Game days catch edge cases. Your failover works perfectly in theory. In practice there are race conditions. DNS caches. Load balancers holding onto connection pools. You only find these issues by actually doing it.

DNS TTL matters. Set it to 30 to 60 seconds. Some clients cache longer than they should. 30 to 60 seconds is the sweet spot between propagation speed and how clients actually behave.

What Not To Do

Don't failover to a different geographic region. Your failover is US-East to US-West. Not US-East to EU-West. Serving US users from Europe is slow. Latency gets unacceptable. Just don't do it.

Don't rely on manual failover. If you have to call an engineer who has to login and manually update DNS, you've already failed. That engineer will be asleep. Their phone is on silent. It takes 45 minutes to reach them. Customers are already angry. Automate failover.

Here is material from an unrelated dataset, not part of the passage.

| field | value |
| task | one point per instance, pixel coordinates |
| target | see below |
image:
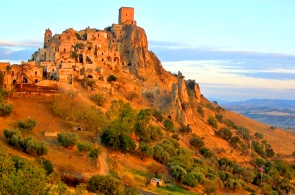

Don't ignore replication lag. Replication lag is your blind spot. If lag is 30 seconds and you fail over, you lose 30 seconds of data. Monitor it. Alert on it. Fix it.

Don't skip game days. The first time you test failover for real will not go smoothly. You'll find bugs. You'll find assumptions that are wrong. Fix them while it doesn't matter, not during an actual outage.

Getting Started

Week 1: Set up databases in two regions. Get synchronous replication working. Test that data actually replicates. Measure the replication lag.

Week 2: Build health checks from a control plane. Make sure they actually work. Alert when they fail.

Week 3: Implement DNS failover. Start with manual triggering. You press a button, DNS updates. Verify it works.

Week 4: Automate failover. Health check triggers DNS update automatically. Add an approval gate if you're nervous about it.

Month 2: Run a game day. Kill a region on purpose. See what breaks. Fix it.

Ongoing: Run game days every month. Keep runbooks updated. Stay sharp.

Conclusion

Multi-region failover is boring infrastructure. It's not flashy. It doesn't win awards. But it means when a region fails, your customers never know. They never see an outage. You sleep through the night.

That's the real win. Not being a hero at 3am. Being asleep while your systems handle themselves.

Regional failures aren't a question of if, they're a question of when. Build the right failover and when it happens, nobody notices.